April 17, 2017 — Today, members of the Oregon Coalition for Common Sense testified on behalf of Senate Bill 868, which creates a process for obtaining an Extreme Risk Protection Order that prohibits a person who is in danger of hurting themselves or others from possessing a firearm.
Jenna Yuille, Regional Manager for Americans for Responsible Solutions, survivor of gun violence:
“I turned 28 in February, and I have now lost not one, but both of my parents to gun violence. This bill could have prevented my dad from getting the gun he used to kill himself. If a tool like the Extreme Risk Protective Order had been available, I would have used it. I hope that Oregon will take the necessary steps to pass this law so no one else has to experience the pain of losing a parent to firearm suicide.”
Sheriff Mike Reese, Multnomah County Sheriff, former Chief of Portland Police Bureau, Advisory Committee member of the Oregon Coalition for Common Sense:
“We have seen how Extreme Risk Protection Orders have been able to save lives in other states. It’s time for Oregon to do more to protect individuals who are at risk for harming themselves or others. Law enforcement officials can do so much more to help people in crisis when we are given the tools to do so, and that’s why I am proud to support this bill.”

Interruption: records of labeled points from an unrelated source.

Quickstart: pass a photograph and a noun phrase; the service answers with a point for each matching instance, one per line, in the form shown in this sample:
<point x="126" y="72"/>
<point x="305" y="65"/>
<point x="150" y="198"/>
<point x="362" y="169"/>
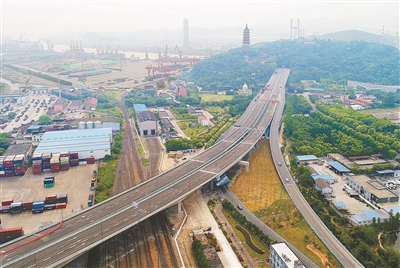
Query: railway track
<point x="132" y="248"/>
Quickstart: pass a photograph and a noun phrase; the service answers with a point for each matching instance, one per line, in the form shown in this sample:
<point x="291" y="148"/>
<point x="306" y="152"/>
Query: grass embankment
<point x="116" y="94"/>
<point x="262" y="192"/>
<point x="215" y="97"/>
<point x="107" y="171"/>
<point x="257" y="242"/>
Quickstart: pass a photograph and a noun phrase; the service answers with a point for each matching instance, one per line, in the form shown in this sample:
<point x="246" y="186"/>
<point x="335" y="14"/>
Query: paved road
<point x="227" y="194"/>
<point x="333" y="244"/>
<point x="77" y="234"/>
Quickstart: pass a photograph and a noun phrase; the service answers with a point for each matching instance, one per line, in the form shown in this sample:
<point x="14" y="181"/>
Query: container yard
<point x="57" y="186"/>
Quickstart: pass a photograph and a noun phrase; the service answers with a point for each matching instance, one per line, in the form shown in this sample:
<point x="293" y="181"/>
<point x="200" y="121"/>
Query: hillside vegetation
<point x="337" y="60"/>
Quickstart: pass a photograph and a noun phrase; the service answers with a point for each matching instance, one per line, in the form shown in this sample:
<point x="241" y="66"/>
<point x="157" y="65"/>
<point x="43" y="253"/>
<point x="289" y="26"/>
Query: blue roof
<point x="394" y="209"/>
<point x="339" y="204"/>
<point x="76" y="134"/>
<point x="386" y="171"/>
<point x="339" y="167"/>
<point x="112" y="125"/>
<point x="75" y="140"/>
<point x="306" y="157"/>
<point x="139" y="108"/>
<point x="325" y="177"/>
<point x="360" y="217"/>
<point x="373" y="214"/>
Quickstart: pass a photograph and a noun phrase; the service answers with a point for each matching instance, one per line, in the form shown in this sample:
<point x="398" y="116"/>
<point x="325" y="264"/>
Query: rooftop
<point x="306" y="157"/>
<point x="140" y="108"/>
<point x="339" y="167"/>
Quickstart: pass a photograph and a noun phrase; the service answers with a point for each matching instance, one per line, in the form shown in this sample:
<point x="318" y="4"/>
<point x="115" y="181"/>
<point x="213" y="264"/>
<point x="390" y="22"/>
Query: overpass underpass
<point x="77" y="234"/>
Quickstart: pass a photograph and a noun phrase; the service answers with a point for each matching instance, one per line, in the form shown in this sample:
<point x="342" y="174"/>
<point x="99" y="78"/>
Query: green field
<point x="215" y="98"/>
<point x="114" y="93"/>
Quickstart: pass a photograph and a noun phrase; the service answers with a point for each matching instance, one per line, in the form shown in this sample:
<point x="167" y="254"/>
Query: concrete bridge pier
<point x="244" y="163"/>
<point x="177" y="208"/>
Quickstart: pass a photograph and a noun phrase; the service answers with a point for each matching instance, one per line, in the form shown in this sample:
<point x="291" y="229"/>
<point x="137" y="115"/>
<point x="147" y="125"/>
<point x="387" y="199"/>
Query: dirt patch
<point x="321" y="255"/>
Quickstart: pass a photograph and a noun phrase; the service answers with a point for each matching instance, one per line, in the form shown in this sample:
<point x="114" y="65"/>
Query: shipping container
<point x="50" y="206"/>
<point x="5" y="209"/>
<point x="37" y="210"/>
<point x="61" y="205"/>
<point x="37" y="205"/>
<point x="7" y="202"/>
<point x="9" y="234"/>
<point x="27" y="205"/>
<point x="16" y="208"/>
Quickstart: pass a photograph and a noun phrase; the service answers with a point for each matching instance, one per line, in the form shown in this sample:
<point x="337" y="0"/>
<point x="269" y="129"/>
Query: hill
<point x="350" y="35"/>
<point x="312" y="60"/>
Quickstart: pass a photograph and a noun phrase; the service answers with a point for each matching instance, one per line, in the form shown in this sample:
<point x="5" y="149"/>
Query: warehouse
<point x="87" y="142"/>
<point x="147" y="122"/>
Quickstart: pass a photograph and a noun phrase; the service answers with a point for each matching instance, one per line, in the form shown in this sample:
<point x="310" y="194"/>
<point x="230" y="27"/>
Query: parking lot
<point x="353" y="205"/>
<point x="75" y="182"/>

Lou Jaffe: Gun Owners for Responsible Ownership (GOFRO) board member, veteran, Advisory Committee member of the Oregon Coalition for Common Sense:
“As a veteran and a gun owner, I understand the responsibilities that come with owning a gun. The Extreme Risk Protection Order is the next step our legislators need to take in order to make Oregon a safer place to live.”
Lisa Bates, Principal of the Levi Anderson Learning Center, Advisory Committee member of the Oregon Coalition for Common Sense:
“We need stronger laws to help prevent suicide in our communities. As someone who works in suicide prevention, I have seen the devastation that suicide causes. We owe it to our communities to do as much as we can to prevent future tragedies. This law will make a big difference to Oregon families.”

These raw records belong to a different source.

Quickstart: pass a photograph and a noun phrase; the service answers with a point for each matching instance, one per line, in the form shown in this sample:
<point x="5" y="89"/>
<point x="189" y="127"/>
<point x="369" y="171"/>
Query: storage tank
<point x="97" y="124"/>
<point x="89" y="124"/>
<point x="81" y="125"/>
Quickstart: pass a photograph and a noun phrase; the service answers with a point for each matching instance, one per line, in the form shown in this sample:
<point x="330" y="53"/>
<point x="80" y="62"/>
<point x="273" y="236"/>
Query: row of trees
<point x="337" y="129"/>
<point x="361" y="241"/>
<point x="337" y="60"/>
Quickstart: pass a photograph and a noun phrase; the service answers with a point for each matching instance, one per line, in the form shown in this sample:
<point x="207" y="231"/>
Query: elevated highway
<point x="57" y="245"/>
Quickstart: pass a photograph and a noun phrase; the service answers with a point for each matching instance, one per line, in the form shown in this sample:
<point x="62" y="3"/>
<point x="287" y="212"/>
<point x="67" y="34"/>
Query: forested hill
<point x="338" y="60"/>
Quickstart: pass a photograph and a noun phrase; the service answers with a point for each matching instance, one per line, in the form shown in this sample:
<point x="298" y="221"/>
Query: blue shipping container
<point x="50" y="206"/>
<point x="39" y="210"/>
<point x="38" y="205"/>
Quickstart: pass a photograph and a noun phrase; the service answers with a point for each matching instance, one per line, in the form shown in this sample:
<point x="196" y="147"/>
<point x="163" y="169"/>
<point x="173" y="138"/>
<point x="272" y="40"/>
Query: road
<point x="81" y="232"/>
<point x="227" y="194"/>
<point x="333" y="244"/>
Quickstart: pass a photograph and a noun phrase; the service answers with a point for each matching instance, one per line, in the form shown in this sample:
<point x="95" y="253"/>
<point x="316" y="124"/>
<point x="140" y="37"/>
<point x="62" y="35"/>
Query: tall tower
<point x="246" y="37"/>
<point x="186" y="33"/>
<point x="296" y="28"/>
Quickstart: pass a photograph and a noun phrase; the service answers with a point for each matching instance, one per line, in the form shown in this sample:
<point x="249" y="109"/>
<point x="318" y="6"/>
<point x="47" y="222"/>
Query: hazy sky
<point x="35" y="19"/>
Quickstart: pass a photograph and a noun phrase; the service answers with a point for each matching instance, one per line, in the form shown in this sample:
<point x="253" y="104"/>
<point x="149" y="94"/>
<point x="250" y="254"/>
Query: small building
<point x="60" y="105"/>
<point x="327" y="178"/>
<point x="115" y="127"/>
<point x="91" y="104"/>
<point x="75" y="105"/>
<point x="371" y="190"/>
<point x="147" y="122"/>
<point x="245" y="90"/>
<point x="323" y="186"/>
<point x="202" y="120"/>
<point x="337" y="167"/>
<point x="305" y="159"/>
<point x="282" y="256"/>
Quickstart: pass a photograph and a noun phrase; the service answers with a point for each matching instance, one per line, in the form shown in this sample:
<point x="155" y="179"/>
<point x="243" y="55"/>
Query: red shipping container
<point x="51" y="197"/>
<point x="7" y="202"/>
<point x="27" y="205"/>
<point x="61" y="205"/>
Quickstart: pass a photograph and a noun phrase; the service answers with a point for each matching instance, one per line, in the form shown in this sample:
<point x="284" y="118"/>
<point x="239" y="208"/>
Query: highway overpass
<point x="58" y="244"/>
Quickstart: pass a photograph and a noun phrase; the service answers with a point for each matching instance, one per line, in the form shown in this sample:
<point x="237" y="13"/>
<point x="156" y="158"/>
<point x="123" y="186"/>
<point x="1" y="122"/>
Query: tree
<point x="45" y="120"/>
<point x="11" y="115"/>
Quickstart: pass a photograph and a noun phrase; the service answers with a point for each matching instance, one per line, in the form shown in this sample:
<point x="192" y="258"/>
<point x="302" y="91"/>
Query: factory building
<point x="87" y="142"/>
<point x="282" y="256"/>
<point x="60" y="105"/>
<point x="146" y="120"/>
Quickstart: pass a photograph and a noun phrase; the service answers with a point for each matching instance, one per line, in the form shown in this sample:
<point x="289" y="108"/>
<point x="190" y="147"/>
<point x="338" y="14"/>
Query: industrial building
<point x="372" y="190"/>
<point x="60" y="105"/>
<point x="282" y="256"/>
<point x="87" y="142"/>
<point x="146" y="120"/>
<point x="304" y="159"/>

About the Oregon Coalition for Common Sense
The coalition is made up of gun owners, veterans, educators, law enforcement officials, and community advocates. The coalition focuses on commonsense solutions that will help make Oregon families safer from gun violence, like:
- Preventing people who may be at risk of hurting themselves or others from temporarily accessing guns by providing clear processes for families and law enforcement to ensure that person can’t get their hands on a gun.
- Strengthening our existing gun background checks system by ensuring Oregon’s leaders make critical investments in the reporting of records to the system, since our background check system is only as good as the data and records it contains.

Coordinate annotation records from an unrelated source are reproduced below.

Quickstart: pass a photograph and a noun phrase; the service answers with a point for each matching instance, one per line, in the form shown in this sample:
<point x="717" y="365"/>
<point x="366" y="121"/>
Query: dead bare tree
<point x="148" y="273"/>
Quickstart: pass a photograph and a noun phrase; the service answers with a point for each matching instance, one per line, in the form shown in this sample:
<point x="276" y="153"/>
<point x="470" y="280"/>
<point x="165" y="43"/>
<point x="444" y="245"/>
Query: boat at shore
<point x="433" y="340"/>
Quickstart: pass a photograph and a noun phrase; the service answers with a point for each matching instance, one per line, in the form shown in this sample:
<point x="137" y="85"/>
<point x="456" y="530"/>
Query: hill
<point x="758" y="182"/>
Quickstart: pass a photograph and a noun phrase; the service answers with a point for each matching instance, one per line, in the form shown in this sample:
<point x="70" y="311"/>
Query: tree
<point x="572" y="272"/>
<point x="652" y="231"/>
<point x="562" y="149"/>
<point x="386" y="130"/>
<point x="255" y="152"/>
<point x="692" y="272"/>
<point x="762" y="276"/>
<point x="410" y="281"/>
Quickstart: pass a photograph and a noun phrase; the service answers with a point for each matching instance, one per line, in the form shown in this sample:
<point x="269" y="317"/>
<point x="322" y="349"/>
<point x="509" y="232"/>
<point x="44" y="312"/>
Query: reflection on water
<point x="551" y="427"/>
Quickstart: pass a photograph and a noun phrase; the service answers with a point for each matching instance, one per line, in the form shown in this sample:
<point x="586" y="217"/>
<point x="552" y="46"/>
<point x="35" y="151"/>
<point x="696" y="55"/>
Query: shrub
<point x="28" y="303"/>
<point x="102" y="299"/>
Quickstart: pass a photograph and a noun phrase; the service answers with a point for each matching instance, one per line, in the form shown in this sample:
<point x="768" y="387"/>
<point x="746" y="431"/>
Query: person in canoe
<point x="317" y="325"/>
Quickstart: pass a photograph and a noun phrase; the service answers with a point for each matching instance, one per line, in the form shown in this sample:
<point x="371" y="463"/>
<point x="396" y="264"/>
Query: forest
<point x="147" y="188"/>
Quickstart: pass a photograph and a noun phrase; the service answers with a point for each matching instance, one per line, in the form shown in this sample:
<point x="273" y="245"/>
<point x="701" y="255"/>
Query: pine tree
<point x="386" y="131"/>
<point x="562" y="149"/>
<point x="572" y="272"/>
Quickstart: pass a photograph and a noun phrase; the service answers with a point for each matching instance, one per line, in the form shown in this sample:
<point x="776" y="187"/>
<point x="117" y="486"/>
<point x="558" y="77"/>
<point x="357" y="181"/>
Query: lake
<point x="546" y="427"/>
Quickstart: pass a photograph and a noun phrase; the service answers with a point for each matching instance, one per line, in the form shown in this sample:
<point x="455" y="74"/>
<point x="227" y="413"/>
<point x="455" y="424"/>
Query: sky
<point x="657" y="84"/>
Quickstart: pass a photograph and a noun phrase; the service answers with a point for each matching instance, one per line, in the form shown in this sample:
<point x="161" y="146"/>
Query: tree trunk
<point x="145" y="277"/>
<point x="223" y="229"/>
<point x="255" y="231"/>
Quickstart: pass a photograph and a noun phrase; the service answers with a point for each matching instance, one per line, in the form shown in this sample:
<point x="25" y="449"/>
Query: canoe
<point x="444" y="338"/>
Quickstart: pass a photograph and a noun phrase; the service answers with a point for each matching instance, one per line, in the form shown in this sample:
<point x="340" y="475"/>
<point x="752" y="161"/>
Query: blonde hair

- Protecting children from unintentional shootings by ensuring gun owners are required to safely store their guns in their home when they know children may have access to the area, and to hold gun owners accountable when their failure to secure their guns results in a tragedy.
About the Extreme Risk Protection Order
The Extreme Risk Protection Order (ERPO) is a civil court order issued by a judge upon consideration of evidence provided by a family member or law enforcement officer that temporarily prohibits a person in crisis from possessing or purchasing firearms or ammunition. A common thread in many shootings is that family members of the shooters had noticed their loved ones engaging in dangerous behaviors and were concerned about their risk of harming themselves or others – even before any violence occurred.
An ERPO fills this gap by creating a mechanism for family and household members to temporarily prevent access to guns by individuals who pose an elevated risk of endangering themselves or others. This law can save lives while ensuring critical legal protections for respondents, just as it has in states that have already taken this responsible step.
The ERPO is based on the long-standing infrastructure and procedure of domestic violence protection orders (in place in all 50 states) and involves both a court hearing and clearly defined due process protections. Qualifying petitioners, such as family and household members or law enforcement officers, would be able to petition the civil court in their jurisdiction for an ERPO based on evidence they present through a written application and at a hearing before a judge. Respondents would also have an opportunity to present evidence to show they are not a danger to themselves or others, and an ERPO is not necessary. If a court issues an ERPO, respondents would still be able to petition once for termination of the order and be eligible to have their firearms and ammunition returned upon expiration of the order.
California enacted this life-saving law in 2014, and Washington voters overwhelmingly passed it in November 2016. Connecticut and Indiana have similar versions that allow law enforcement officers to intervene when people are in crisis and have easy access to guns. In the first fourteen years of the implementation of Connecticut’s law, it is estimated that for every 10 to 20 risk-warrants served, one suicide was prevented. In addition, nearly one third of respondents received critical mental health and substance abuse treatment as a result of the intervention.
The ERPO is a particularly important tool to help prevent suicides. Those in a suicidal crisis are much more likely to survive if they do not have easy access to firearms for the duration of the crisis. Research shows that people are more likely to die by suicide if they have easy access to firearms. Eighty-five percent of suicide attempts involving firearms are fatal. Nine out of 10 people who survive a suicide attempt do not die by suicide at a later date. These facts demonstrate that the ERPO, which can prevent suicidal individuals from accessing guns during a crisis, will likely save lives.